Security in pyspark using extensions

Previous Topic Next Topic
 
classic Classic list List threaded Threaded
1 message Options
Reply | Threaded
Open this post in threaded view
|

Security in pyspark using extensions

Maximiliano Patricio Méndez
Hi,

I'm trying to build an authorization/security extension for spark using the hooks provided in SPARK-18127 (https://issues.apache.org/jira/browse/SPARK-18127).

The problem I've encountered is that those hooks aren't available for pyspark, as the exensions are loaded in the getOrCreate method of the SparkSession (https://github.com/apache/spark/blob/v2.3.1/sql/core/src/main/scala/org/apache/spark/sql/SparkSession.scala#L937-L953) and the SparkSession used for pyspark is created through the constructor using py4j which initializes the extensions, but it never adds configured values to it.

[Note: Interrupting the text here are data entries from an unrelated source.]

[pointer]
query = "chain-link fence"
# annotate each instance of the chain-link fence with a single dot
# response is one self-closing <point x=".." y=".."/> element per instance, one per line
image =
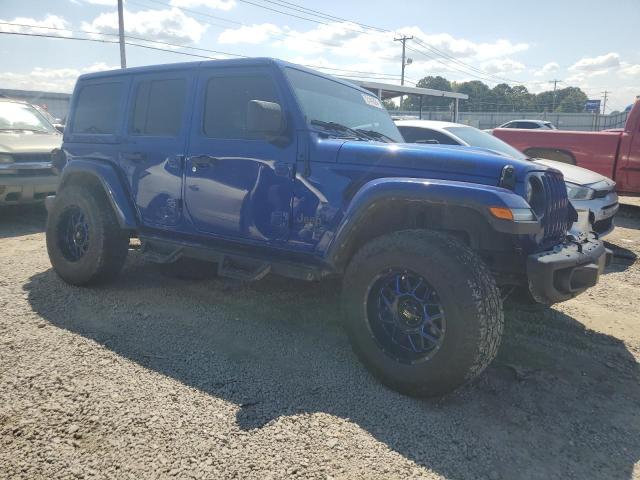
<point x="564" y="121"/>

(I'm pointing to the latest stable release (2.3.1) but this is also the case in master at the moment.)

I haven't found a jira issue or info in the mailing list regarding this, but wanted to check if this is something that we could hopefuly push to newer releases to maintain consistency of the extensions feature across python/scala.

Do you think this is worth a jira issue? I can provide a very small patch if that helps.

Thanks,
Maximiliano